Qeysarie Gate includes four side doors, a main gate and a pond, which became a garden around the 1940s, but has now been restored.
The bell and the clock in the Portuguese castle on the island of Hormuz (about 80 cm in diameter) were brought to Isfahan after the conquest of that island and were installed on top of this gate, which unfortunately has no trace now.
The Qeysarie Gate was built on two high floors, the upper floor of which was dedicated to office and business, and the lower floors of various guild shops were located next to each other.
The front wall (above the entrance) shows Shah Abbas’s war with the Uzbeks. The wall on the right shows Europeans dancing and singing; The wall on the left is also a hunting ground painting that depicts a theme from the past that shows separation from filth and attaining purity.
At the top of the gate, the constellation of Isfahan (Sagittarius) can be seen. In this tile work, the body of a young archer in Safavid clothes and with the trunk of a lion and the tail of a dragon can be seen shooting at one side. This image shows the scene of the fight, in which Arash the Archer is shot with the tail of a legendary animal. In ancient times, it was common among the civilized nations of the world to give a fortune to their famous cities, and after choosing Isfahan as their capital, they chose the Sagittarius for its fortune.
On both sides of the gate there are two large platforms covered with jade and sumac, and in those days goldsmiths and jewelers spread their baskets on them and offered a variety of ornaments and rare coins to buyers.
The interior ceiling of the entrance is made of very beautiful brick red and Navy blue tiles with Islamic designs in the form of muqarnas. During the reign of the Qajar dynasty and the reign of Mass’oud Mirza Zell-e Soltan, the ruler of Isfahan, changes were made in the facade of the Qeysarie Gate and a tiled margin was added along the three sides of the gate.
Jean Chardin, who has lived in Isfahan for many years, described the Qeysarie Bazaar in detail and named it Qeysarie because the gate was built like one of the buildings of Caesarea in Asia Minor (Turkey).
From the Qeysarie Gate, we enter the most luxurious and largest markets of Isfahan. This bazaar, which is also known as Qaisariyeh and Shahi Bazaar, was a center for selling precious fabrics in the Safavid era, and the representatives of foreign companies had rooms in them.
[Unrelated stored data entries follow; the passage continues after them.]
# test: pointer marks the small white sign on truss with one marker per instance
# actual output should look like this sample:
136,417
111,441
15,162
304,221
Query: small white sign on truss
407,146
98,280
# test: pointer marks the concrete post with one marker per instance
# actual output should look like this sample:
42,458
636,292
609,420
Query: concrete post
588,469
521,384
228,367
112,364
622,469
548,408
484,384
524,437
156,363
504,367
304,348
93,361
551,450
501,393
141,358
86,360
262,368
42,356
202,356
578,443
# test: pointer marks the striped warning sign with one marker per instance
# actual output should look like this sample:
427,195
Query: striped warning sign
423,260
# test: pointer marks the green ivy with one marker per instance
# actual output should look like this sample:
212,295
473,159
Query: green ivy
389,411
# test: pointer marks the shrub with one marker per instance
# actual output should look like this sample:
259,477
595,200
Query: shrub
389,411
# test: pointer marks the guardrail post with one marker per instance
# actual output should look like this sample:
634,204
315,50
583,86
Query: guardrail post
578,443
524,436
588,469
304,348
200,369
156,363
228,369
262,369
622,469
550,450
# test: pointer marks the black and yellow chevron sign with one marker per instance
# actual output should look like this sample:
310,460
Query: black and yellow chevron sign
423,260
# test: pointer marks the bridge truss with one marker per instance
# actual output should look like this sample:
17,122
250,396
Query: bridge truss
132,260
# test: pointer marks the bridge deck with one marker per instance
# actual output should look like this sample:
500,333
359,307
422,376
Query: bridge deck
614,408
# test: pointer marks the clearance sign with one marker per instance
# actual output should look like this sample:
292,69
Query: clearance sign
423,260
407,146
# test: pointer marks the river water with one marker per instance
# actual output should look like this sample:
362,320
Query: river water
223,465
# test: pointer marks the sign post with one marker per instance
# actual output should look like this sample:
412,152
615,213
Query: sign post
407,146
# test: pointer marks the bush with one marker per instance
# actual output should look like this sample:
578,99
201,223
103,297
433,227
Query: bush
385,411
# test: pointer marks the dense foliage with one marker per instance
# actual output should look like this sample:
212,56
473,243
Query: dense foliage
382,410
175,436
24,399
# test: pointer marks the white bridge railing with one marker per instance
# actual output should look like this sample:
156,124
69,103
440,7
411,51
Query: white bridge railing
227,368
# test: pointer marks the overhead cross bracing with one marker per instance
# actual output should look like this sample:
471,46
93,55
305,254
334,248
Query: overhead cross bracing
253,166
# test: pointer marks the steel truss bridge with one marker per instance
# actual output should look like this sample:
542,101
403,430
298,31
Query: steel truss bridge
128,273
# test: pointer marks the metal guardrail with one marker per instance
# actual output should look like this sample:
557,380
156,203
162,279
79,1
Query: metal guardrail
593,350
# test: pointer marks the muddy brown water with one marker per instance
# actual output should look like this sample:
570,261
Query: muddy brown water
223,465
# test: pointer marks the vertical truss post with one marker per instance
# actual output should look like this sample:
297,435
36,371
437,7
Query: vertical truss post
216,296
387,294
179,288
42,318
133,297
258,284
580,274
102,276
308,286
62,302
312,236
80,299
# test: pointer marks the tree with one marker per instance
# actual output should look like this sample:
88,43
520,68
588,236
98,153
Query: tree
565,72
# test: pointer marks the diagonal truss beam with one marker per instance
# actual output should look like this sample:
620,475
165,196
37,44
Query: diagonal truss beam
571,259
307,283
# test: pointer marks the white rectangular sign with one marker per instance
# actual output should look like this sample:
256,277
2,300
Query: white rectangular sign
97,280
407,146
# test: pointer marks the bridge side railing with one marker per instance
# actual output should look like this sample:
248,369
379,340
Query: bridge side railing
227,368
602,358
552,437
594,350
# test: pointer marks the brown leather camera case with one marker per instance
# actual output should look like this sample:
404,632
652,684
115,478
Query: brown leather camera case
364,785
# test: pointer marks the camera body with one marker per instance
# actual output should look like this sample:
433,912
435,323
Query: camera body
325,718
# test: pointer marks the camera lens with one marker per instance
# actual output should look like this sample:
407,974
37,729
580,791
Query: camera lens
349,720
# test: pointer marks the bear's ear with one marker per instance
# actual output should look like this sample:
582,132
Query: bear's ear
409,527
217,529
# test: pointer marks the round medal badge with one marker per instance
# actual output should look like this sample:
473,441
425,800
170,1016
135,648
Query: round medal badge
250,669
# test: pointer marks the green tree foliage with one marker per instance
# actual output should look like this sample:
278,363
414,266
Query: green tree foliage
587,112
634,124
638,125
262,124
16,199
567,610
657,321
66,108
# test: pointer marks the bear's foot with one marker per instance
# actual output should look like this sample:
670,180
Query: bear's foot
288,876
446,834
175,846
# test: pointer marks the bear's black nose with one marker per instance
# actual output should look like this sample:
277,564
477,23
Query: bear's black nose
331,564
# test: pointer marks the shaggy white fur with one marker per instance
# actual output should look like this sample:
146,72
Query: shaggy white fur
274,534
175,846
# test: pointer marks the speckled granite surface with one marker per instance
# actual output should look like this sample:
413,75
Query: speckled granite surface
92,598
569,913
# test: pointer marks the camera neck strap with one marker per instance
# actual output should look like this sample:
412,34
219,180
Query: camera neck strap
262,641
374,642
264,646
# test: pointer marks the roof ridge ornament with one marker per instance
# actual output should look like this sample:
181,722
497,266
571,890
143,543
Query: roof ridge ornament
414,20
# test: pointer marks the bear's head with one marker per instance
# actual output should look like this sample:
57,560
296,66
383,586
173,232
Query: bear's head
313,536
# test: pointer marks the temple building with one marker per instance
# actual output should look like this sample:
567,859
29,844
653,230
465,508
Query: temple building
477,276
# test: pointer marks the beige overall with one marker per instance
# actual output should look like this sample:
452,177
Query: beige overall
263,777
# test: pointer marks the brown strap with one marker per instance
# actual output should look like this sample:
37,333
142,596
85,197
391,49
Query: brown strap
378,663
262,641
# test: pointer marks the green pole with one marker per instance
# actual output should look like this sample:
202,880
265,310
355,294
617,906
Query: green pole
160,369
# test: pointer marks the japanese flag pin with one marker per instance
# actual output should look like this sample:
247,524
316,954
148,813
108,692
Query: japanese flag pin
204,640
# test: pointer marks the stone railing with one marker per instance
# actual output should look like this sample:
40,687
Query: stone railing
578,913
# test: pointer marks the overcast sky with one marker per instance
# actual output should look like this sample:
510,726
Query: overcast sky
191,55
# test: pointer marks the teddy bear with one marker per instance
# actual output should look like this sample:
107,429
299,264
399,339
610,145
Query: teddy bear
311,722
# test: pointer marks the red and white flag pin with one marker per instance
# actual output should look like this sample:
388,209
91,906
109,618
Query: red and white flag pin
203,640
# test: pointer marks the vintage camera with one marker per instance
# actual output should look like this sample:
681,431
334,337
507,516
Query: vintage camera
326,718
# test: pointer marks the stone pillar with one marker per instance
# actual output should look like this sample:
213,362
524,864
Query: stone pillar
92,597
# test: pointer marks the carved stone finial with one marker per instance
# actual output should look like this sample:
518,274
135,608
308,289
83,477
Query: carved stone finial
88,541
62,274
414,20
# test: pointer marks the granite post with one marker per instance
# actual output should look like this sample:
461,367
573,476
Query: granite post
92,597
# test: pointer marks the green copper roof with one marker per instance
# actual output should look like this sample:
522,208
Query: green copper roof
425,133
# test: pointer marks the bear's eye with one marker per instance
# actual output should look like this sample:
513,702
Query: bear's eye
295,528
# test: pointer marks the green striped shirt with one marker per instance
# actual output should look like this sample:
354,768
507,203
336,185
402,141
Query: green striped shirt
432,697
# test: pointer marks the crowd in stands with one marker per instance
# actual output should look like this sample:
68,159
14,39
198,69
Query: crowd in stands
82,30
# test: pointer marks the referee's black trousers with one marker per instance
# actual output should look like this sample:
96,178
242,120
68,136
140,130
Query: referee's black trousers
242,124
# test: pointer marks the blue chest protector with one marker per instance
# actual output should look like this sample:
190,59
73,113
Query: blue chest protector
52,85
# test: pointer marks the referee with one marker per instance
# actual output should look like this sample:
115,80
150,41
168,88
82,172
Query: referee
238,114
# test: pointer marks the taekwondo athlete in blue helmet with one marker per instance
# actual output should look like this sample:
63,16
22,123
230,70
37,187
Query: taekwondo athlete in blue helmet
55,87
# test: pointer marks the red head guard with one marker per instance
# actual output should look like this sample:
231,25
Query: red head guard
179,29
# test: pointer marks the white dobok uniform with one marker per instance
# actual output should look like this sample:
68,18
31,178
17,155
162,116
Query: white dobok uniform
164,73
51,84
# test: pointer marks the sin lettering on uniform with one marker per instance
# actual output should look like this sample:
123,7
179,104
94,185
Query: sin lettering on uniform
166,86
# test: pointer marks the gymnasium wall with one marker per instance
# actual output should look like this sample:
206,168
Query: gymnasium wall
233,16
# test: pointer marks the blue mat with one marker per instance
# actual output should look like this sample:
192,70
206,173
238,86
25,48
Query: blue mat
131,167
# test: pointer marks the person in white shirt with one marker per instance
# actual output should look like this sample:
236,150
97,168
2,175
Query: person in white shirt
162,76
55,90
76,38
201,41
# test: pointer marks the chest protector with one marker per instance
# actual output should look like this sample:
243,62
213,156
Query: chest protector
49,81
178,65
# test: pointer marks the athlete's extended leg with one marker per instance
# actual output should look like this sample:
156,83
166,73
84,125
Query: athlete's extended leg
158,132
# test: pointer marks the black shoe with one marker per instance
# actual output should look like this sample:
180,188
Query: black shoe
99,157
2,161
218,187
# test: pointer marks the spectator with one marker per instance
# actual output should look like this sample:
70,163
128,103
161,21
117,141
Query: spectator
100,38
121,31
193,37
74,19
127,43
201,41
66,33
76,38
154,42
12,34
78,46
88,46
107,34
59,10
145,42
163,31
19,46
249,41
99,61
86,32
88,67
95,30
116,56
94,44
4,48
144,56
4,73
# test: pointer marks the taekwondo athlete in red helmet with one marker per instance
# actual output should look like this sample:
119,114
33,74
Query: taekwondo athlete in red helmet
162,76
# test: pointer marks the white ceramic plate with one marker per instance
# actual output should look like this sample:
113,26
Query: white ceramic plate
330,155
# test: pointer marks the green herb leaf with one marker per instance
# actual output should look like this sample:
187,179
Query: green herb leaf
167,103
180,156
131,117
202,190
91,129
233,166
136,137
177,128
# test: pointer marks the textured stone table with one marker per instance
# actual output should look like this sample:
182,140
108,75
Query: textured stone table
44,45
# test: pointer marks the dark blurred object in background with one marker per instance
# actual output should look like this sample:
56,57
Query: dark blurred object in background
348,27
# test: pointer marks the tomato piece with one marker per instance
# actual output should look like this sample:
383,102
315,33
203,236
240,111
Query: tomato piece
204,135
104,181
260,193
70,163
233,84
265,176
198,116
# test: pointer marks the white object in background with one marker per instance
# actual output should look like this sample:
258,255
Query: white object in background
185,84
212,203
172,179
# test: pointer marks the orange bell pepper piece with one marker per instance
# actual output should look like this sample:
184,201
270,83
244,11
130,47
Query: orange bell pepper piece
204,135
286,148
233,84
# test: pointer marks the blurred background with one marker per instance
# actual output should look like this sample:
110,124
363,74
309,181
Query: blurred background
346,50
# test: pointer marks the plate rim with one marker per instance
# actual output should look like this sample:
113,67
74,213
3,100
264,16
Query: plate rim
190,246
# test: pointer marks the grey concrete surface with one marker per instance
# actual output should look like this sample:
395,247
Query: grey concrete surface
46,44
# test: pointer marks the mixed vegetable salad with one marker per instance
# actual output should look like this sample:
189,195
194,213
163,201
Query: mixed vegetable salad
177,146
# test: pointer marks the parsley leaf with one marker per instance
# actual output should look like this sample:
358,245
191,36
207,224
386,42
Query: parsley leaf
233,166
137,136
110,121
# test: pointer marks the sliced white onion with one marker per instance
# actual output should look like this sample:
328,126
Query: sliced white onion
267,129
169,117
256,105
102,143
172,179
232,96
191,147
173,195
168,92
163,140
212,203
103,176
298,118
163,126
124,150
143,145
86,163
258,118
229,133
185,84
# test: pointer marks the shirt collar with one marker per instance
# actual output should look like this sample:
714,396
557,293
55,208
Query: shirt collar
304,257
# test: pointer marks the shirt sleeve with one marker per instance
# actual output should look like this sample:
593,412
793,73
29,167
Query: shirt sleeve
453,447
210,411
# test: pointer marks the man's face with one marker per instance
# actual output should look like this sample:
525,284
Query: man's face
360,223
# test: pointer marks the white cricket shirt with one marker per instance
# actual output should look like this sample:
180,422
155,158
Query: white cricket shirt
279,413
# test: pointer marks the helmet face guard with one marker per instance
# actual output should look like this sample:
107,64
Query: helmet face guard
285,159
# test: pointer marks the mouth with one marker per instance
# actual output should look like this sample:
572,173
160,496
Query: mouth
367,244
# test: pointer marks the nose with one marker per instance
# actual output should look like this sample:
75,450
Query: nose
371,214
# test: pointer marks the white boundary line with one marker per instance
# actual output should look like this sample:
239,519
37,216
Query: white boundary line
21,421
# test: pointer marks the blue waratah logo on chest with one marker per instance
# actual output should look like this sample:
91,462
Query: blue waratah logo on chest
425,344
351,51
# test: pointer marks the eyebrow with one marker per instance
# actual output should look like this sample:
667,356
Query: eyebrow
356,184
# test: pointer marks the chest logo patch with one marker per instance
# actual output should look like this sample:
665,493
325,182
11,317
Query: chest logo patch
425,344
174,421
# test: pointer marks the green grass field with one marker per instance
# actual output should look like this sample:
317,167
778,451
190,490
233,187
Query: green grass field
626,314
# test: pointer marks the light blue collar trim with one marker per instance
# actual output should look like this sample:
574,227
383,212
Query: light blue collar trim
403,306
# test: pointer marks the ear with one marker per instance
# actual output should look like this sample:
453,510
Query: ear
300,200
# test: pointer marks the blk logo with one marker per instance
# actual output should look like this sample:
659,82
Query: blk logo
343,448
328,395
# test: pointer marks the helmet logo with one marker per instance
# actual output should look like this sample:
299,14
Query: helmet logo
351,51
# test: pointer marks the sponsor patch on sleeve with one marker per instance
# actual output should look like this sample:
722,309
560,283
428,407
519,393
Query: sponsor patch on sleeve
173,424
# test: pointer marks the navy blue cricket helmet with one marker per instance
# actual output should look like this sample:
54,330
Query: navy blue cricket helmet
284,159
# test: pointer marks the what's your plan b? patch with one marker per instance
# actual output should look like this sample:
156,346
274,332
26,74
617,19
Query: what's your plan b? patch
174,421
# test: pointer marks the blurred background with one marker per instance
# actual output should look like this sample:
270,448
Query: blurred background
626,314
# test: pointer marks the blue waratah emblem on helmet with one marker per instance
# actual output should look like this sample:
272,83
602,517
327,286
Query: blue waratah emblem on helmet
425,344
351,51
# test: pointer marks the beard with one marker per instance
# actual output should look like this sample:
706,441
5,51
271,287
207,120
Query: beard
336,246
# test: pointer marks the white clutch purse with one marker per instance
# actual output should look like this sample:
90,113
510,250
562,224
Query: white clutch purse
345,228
In the past, this bazaar was called Soltani Bazaar and during the Safavid period, it was one of the largest bazaars of its time. Qeysarie bazaar connected the old part of Isfahan called Kohneh Square or Isfahan of the Seljuk era to the new part of Isfahan in the Safavid period.
The bazaar was built on three floors, the second floor of which was for office and commercial affairs, and the lower floor for the shops of the various guilds. The third floor of the bazaar, which was destroyed today, used to be a “Naqqareh Khaneh”, where the sound of music was used to announce the time of day.
In fact, “Naghare Zani” (drumming) has been common in Iran for a long time, but not only for the announcement of sunrise and sunset, but also for military readiness, in various rituals and on different occasions, informing important news.